El sacerdote actúa sólo “ in persona Christi“En el lugar de Cristo”, es decir, hace visible lo que sucede invisiblemente. Su función no puede reducirse, como sostiene la argumentación oficial, al poder de consagrar, expresión del poder del clero que ha dominado todas estas funciones. Tal concentración de poder sagrado constituyó un clericalismo, en tantas ocasiones, duramente criticado por el Papa Francisco.

En el caso, sin embargo, relativo al acceso de la mujer al sacerdocio, se ha caído también en el clericalismo tradicional, mejor, obligado, posiblemente, a mantener la práctica tradicional para no crear un verdadero cisma en la Iglesia por parte de grupos apegados a la tradición. y más que nada, a los privilegios acumulados por el clericalismo.

La función del sacerdote ministerial, esto quedó claro en la teología posconciliar, no es acumular todos los servicios, sino coordinarlos para que todos sirvan a la comunidad. Porque preside la comunidad, preside también la Eucaristía. Pero si ésta, sin culpa, se ve privada de ella, ella misma puede organizar la celebración de la Cena del Señor. Todos los servicios (que San Pablo llama “carisma”, de los cuales hay muchos) pueden muy bien ser ejercidos por mujeres, como se muestra en las iglesias no católicas romanas y en las comunidades eclesiales de base.

Por tanto, se entiende que la mujer, consciente de su madurez en la fe, en ausencia del ministro ordenado, asume ella misma este ministerio, haciéndolo a su manera de mujer. No deben pedir permiso a la autoridad eclesiástica, porque ésta, canónicamente, dirá “no”. Pero lo hacen en perfecta comunión teológica con toda la Iglesia. Y por eso es plausible, justo y teológicamente sensato que ellos presidan la Cena del Señor.

Lógicamente, el sacerdocio femenino no puede ser la reproducción del masculino. Sería una aberración si ese fuera el caso. Debe ser un sacerdocio único, con la forma de ser de la mujer con todo lo que denota su feminidad a nivel ontológico, psicológico, sociológico y biológico. No será el sustituto del sacerdote. Pero verdadero representante sacramental del Cristo invisible que se hace visible a través de ellos.

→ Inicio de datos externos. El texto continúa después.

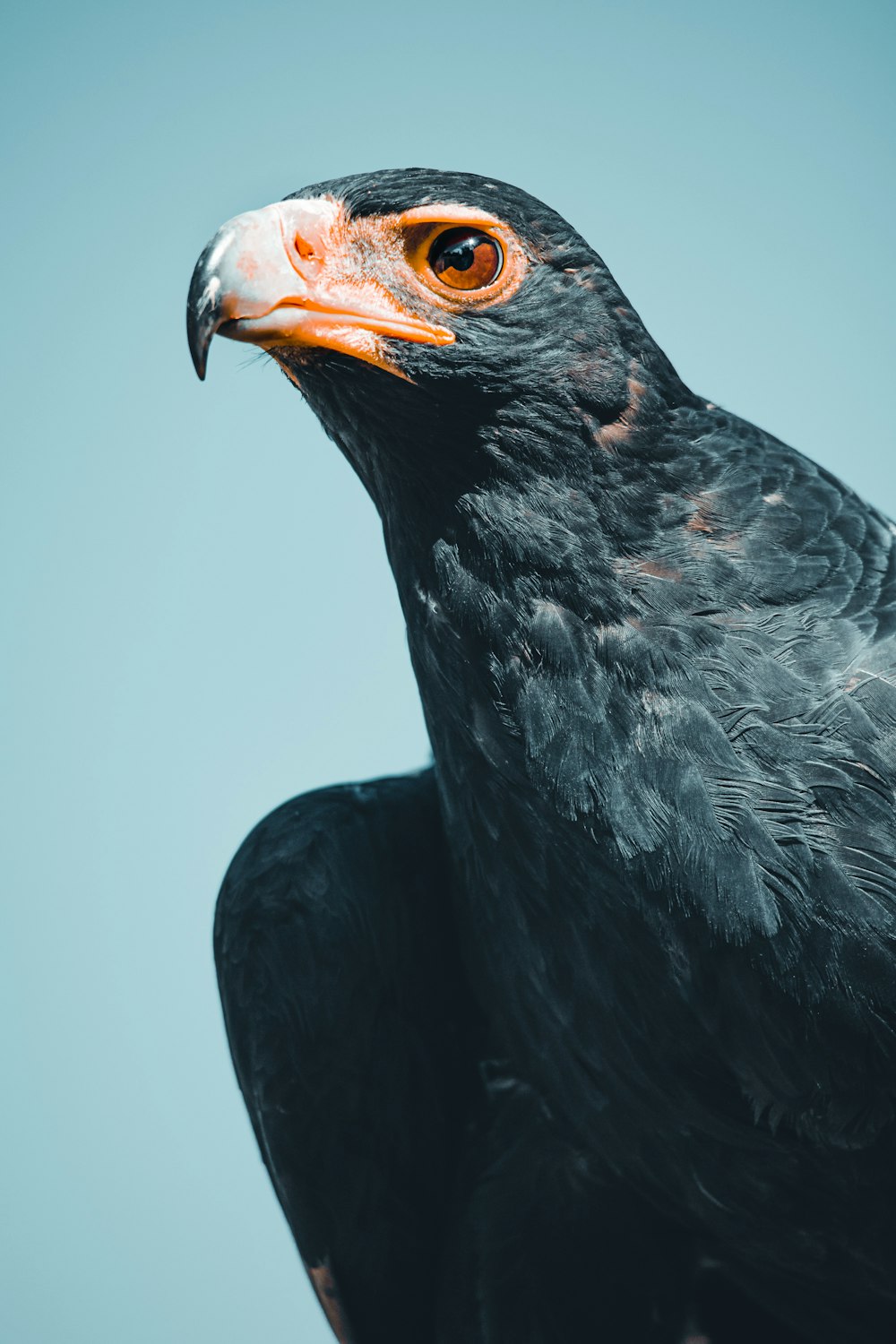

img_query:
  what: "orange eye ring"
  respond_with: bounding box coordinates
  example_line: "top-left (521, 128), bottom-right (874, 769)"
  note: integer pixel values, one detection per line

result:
top-left (395, 202), bottom-right (530, 314)
top-left (427, 226), bottom-right (504, 293)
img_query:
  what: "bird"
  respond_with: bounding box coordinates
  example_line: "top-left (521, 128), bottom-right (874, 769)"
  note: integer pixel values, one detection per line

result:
top-left (188, 168), bottom-right (896, 1344)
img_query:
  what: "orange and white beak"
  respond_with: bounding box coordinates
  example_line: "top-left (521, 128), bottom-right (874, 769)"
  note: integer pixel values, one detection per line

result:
top-left (186, 196), bottom-right (454, 378)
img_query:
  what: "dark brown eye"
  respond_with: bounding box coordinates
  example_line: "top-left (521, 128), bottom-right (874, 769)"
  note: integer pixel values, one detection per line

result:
top-left (430, 228), bottom-right (504, 289)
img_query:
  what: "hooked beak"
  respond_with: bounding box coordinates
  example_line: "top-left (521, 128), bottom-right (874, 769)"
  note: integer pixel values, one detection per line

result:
top-left (186, 198), bottom-right (454, 378)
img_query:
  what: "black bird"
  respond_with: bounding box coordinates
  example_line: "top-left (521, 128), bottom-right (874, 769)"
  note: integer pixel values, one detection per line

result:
top-left (188, 168), bottom-right (896, 1344)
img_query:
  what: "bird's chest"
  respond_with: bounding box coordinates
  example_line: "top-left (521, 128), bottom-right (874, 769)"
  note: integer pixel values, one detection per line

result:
top-left (414, 618), bottom-right (708, 1152)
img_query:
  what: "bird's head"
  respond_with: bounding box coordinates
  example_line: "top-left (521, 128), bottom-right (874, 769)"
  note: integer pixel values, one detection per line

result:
top-left (186, 168), bottom-right (693, 538)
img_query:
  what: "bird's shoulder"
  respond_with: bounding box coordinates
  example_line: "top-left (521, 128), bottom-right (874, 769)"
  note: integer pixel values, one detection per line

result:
top-left (483, 408), bottom-right (896, 973)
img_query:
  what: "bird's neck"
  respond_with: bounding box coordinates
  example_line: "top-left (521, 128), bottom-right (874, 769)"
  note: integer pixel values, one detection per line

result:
top-left (377, 363), bottom-right (702, 640)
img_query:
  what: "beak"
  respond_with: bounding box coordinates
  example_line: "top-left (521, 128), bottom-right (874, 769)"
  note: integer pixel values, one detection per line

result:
top-left (186, 198), bottom-right (454, 378)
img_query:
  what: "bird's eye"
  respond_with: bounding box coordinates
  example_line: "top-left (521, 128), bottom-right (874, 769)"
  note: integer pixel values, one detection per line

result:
top-left (428, 228), bottom-right (504, 289)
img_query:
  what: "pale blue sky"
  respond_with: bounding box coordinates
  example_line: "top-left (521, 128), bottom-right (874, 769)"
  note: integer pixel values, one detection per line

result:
top-left (0, 0), bottom-right (896, 1344)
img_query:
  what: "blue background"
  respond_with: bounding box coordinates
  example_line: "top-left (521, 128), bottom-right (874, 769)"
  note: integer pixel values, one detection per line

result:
top-left (0, 0), bottom-right (896, 1344)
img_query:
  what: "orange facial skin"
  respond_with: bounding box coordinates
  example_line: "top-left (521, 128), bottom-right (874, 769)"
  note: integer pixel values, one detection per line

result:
top-left (189, 196), bottom-right (530, 378)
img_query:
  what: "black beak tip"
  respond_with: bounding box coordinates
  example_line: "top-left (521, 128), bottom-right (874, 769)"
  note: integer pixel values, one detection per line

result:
top-left (186, 244), bottom-right (223, 382)
top-left (186, 311), bottom-right (212, 383)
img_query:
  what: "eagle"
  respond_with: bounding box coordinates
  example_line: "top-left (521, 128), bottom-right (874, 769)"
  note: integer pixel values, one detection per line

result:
top-left (188, 168), bottom-right (896, 1344)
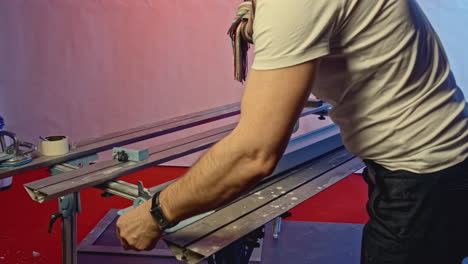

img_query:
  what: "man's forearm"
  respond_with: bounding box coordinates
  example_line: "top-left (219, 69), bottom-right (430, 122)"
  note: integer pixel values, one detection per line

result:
top-left (160, 132), bottom-right (277, 224)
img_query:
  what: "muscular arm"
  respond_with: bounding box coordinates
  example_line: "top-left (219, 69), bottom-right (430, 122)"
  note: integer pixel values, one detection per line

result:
top-left (157, 61), bottom-right (316, 224)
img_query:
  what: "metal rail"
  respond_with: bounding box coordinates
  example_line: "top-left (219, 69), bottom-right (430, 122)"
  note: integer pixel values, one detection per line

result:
top-left (164, 149), bottom-right (364, 264)
top-left (24, 104), bottom-right (332, 203)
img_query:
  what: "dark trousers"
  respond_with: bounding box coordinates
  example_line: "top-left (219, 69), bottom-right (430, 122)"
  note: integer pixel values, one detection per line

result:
top-left (361, 160), bottom-right (468, 264)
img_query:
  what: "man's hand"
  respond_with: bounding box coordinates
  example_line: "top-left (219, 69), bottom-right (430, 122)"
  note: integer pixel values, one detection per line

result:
top-left (116, 200), bottom-right (162, 251)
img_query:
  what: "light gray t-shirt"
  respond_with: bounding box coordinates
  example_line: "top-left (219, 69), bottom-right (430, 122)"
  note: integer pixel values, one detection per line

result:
top-left (252, 0), bottom-right (468, 173)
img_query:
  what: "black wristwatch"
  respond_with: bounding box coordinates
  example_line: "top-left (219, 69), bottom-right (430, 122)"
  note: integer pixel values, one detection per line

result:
top-left (150, 193), bottom-right (177, 231)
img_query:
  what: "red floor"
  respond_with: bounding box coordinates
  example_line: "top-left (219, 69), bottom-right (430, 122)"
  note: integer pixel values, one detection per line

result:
top-left (0, 167), bottom-right (367, 264)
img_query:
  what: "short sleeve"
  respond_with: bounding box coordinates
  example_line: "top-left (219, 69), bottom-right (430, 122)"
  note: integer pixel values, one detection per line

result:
top-left (252, 0), bottom-right (341, 70)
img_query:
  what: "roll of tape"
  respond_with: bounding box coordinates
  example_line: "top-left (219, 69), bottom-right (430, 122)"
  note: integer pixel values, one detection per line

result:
top-left (39, 136), bottom-right (70, 156)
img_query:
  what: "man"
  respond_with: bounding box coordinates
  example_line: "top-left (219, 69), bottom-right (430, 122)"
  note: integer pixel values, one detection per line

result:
top-left (117, 0), bottom-right (468, 264)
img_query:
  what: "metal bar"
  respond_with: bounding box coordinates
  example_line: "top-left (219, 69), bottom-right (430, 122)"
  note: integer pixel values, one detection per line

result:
top-left (77, 103), bottom-right (240, 147)
top-left (62, 207), bottom-right (78, 264)
top-left (24, 106), bottom-right (334, 202)
top-left (164, 158), bottom-right (364, 264)
top-left (24, 125), bottom-right (234, 203)
top-left (0, 104), bottom-right (331, 179)
top-left (95, 181), bottom-right (138, 200)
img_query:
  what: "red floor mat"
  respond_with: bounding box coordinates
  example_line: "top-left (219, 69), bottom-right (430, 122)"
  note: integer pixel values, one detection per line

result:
top-left (0, 167), bottom-right (367, 264)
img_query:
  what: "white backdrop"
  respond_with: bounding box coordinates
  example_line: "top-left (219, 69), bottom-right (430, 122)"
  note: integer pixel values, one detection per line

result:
top-left (0, 0), bottom-right (468, 165)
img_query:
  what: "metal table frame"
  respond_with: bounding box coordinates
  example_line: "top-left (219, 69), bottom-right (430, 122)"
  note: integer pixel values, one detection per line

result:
top-left (0, 101), bottom-right (356, 264)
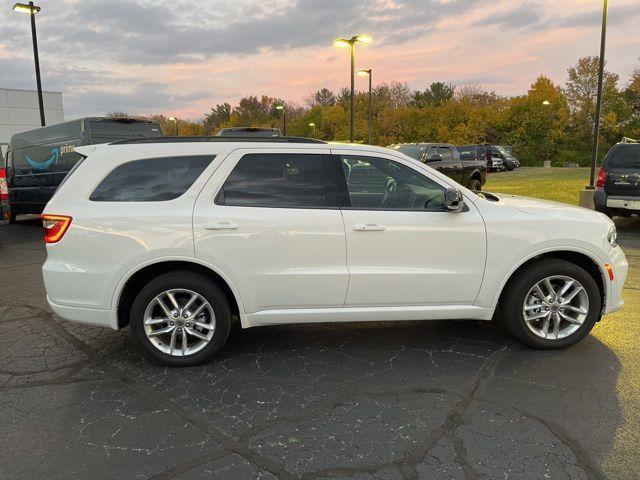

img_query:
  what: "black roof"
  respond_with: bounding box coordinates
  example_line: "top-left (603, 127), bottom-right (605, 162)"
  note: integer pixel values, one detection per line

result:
top-left (109, 137), bottom-right (327, 145)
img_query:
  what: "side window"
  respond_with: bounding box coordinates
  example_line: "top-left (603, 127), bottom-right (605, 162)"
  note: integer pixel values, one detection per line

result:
top-left (340, 156), bottom-right (444, 210)
top-left (438, 147), bottom-right (453, 162)
top-left (216, 153), bottom-right (327, 208)
top-left (89, 155), bottom-right (215, 202)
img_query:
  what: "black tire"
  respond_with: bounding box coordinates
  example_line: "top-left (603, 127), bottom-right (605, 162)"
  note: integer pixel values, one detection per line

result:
top-left (498, 258), bottom-right (602, 349)
top-left (469, 178), bottom-right (482, 192)
top-left (129, 271), bottom-right (231, 367)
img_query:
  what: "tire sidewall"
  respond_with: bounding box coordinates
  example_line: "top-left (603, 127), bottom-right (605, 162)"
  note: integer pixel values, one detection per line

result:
top-left (129, 272), bottom-right (231, 367)
top-left (500, 259), bottom-right (602, 349)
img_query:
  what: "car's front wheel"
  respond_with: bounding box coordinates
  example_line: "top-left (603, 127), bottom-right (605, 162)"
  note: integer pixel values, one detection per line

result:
top-left (130, 271), bottom-right (231, 367)
top-left (500, 258), bottom-right (602, 349)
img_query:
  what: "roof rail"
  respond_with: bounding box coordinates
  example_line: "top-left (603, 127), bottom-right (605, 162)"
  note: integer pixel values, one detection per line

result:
top-left (109, 137), bottom-right (327, 145)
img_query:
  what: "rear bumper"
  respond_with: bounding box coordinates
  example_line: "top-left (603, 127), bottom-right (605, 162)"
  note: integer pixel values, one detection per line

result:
top-left (602, 247), bottom-right (629, 314)
top-left (47, 295), bottom-right (118, 330)
top-left (593, 188), bottom-right (640, 212)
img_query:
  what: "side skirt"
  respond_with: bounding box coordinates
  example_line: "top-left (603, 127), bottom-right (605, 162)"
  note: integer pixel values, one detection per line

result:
top-left (243, 305), bottom-right (493, 328)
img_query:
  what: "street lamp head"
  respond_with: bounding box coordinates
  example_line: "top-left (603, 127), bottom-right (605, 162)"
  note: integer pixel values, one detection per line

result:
top-left (13, 3), bottom-right (40, 15)
top-left (353, 35), bottom-right (373, 43)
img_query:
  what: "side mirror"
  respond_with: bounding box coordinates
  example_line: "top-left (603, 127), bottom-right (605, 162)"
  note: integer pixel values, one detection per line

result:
top-left (444, 187), bottom-right (464, 212)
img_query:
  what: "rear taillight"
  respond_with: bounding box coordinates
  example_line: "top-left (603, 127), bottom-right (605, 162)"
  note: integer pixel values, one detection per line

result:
top-left (0, 168), bottom-right (9, 202)
top-left (596, 167), bottom-right (607, 188)
top-left (40, 214), bottom-right (72, 243)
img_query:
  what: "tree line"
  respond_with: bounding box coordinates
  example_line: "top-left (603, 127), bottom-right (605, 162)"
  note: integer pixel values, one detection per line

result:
top-left (125, 57), bottom-right (640, 165)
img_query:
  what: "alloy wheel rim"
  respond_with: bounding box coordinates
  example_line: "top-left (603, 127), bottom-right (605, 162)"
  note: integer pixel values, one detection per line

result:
top-left (522, 275), bottom-right (589, 340)
top-left (143, 288), bottom-right (216, 357)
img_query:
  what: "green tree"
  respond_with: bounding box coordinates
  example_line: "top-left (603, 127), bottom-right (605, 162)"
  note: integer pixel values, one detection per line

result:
top-left (412, 82), bottom-right (456, 108)
top-left (501, 76), bottom-right (569, 165)
top-left (204, 102), bottom-right (231, 133)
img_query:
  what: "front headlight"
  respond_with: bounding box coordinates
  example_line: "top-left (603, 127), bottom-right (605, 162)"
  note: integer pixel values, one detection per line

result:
top-left (607, 225), bottom-right (618, 247)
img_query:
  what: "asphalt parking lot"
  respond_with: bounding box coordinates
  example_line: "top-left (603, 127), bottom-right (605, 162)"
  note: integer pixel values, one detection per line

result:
top-left (0, 218), bottom-right (640, 479)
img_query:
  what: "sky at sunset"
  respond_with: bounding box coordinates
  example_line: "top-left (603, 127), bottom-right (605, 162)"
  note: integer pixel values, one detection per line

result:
top-left (0, 0), bottom-right (640, 119)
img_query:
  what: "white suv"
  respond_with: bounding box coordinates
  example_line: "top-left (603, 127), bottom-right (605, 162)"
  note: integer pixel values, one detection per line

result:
top-left (43, 137), bottom-right (628, 366)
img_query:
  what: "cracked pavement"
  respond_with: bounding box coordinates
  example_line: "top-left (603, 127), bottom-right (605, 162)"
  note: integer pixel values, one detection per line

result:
top-left (0, 218), bottom-right (640, 480)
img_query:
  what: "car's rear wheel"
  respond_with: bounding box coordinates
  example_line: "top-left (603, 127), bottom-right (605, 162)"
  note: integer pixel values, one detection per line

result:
top-left (130, 271), bottom-right (231, 367)
top-left (500, 258), bottom-right (602, 349)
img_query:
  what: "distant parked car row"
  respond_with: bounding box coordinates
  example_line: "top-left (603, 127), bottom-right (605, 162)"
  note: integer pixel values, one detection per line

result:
top-left (0, 117), bottom-right (520, 222)
top-left (389, 143), bottom-right (520, 190)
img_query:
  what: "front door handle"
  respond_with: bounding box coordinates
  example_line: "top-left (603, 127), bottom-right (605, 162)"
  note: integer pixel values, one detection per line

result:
top-left (353, 223), bottom-right (385, 232)
top-left (204, 222), bottom-right (240, 230)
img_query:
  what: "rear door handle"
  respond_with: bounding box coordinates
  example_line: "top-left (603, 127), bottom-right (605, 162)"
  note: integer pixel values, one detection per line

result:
top-left (353, 223), bottom-right (385, 232)
top-left (204, 222), bottom-right (240, 230)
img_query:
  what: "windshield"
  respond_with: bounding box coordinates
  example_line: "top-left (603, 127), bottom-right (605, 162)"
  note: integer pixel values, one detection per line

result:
top-left (607, 145), bottom-right (640, 168)
top-left (496, 145), bottom-right (512, 157)
top-left (456, 145), bottom-right (476, 160)
top-left (391, 145), bottom-right (424, 160)
top-left (217, 128), bottom-right (281, 137)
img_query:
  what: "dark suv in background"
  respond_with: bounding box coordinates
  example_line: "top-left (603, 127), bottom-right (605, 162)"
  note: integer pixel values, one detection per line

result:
top-left (0, 117), bottom-right (162, 222)
top-left (488, 145), bottom-right (520, 171)
top-left (594, 142), bottom-right (640, 217)
top-left (216, 127), bottom-right (282, 137)
top-left (389, 143), bottom-right (487, 190)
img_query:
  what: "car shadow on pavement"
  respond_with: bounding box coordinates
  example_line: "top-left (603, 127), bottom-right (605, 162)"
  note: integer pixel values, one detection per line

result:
top-left (91, 321), bottom-right (622, 478)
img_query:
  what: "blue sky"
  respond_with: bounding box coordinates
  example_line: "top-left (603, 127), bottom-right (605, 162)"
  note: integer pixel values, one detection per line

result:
top-left (0, 0), bottom-right (640, 118)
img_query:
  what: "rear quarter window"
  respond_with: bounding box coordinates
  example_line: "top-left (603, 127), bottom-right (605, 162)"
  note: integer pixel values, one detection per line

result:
top-left (607, 145), bottom-right (640, 169)
top-left (89, 155), bottom-right (215, 202)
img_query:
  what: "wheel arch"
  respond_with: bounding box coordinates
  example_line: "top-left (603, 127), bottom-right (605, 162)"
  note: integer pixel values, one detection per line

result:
top-left (493, 249), bottom-right (608, 311)
top-left (114, 259), bottom-right (244, 329)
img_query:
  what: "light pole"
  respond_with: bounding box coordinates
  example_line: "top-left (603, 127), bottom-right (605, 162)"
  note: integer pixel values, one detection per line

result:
top-left (587, 0), bottom-right (609, 190)
top-left (333, 35), bottom-right (371, 143)
top-left (13, 2), bottom-right (45, 127)
top-left (276, 105), bottom-right (287, 137)
top-left (358, 68), bottom-right (373, 145)
top-left (169, 117), bottom-right (180, 137)
top-left (542, 100), bottom-right (551, 167)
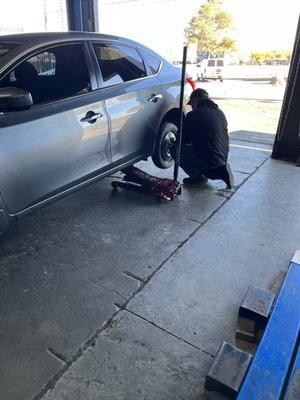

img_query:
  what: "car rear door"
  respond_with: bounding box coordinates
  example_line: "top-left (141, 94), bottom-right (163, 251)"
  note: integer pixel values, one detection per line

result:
top-left (0, 42), bottom-right (112, 214)
top-left (91, 42), bottom-right (164, 166)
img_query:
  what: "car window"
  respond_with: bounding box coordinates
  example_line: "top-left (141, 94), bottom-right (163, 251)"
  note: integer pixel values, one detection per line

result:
top-left (93, 43), bottom-right (147, 86)
top-left (141, 50), bottom-right (161, 75)
top-left (0, 42), bottom-right (21, 58)
top-left (0, 44), bottom-right (91, 104)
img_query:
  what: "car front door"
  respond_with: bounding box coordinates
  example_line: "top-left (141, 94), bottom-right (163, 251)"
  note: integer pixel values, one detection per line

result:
top-left (92, 42), bottom-right (164, 166)
top-left (0, 43), bottom-right (112, 214)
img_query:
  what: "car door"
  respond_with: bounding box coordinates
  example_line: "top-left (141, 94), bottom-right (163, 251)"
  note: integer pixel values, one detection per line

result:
top-left (0, 42), bottom-right (112, 214)
top-left (92, 42), bottom-right (164, 166)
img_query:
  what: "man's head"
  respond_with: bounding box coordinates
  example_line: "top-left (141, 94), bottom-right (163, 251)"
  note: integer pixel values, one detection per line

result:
top-left (187, 88), bottom-right (209, 110)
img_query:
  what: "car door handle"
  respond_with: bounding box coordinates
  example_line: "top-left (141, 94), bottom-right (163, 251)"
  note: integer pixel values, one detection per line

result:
top-left (148, 94), bottom-right (162, 103)
top-left (80, 111), bottom-right (103, 124)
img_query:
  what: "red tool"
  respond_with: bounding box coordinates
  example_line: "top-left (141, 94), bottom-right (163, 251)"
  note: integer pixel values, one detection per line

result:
top-left (111, 166), bottom-right (181, 200)
top-left (111, 46), bottom-right (187, 200)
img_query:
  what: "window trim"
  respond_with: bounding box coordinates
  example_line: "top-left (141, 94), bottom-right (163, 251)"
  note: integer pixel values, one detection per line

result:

Sería natural y lógico que el Papa reconociera oficialmente lo que ya hacen en la práctica y así hacer de la Iglesia, realmente, de hermanos y hermanas, sin exclusiones y jerarquizaciones ontológicas injustificables. Podemos decir sin temor a equivocarnos: esta división entre ordenados y no ordenados (sacerdotes y laicos) no está en la tradición del Jesús histórico que quería una comunidad de iguales y todo poder con mero servicio a la comunidad y no como privilegio social e incluso financiero.

Vendrán tiempos en que la Iglesia Católica Romana marcará su paso con el movimiento feminista mundial y con el mundo mismo, hacia una integración del “ animus ” y el “anima” (de lo masculino y lo femenino) para el enriquecimiento de la humano y la misma comunidad cristiana. Los tiempos están maduros para este salto de calidad. Todo lo que falta es el coraje para dar este paso necesario e inevitable. Pero inevitablemente llegará.

Nota

*Hans Urs von Balthazar, mientras estaba sometido públicamente al “silencio obsequioso” en Roma, me denunció como alguien que negaba la divinidad de Cristo, lo cual nunca hice. Un teólogo-periodista le respondió en la portada de un diario en Roma con estas palabras: “Cobarde, acusas calumniosamente a alguien que no puede defenderse porque está bajo un silencio obsequioso”. Su obra principal es La gloria del Señor (en siete volúmenes sobre la fe como estética y contemplación). Fue nombrado Cardenal por el Papa Juan Pablo II, pero falleció dos días antes, cuando se disponía a viajar a Roma.

*Ecoteólogo, filósofo y escritor. Autir de Ecología: grito de la Tierra, grito de los pobres, Voces 1995/2015 y Eclesiogénesis: la Iglesia que nace del pueblo por el Espíritu de Dios, Voces 1984/2021.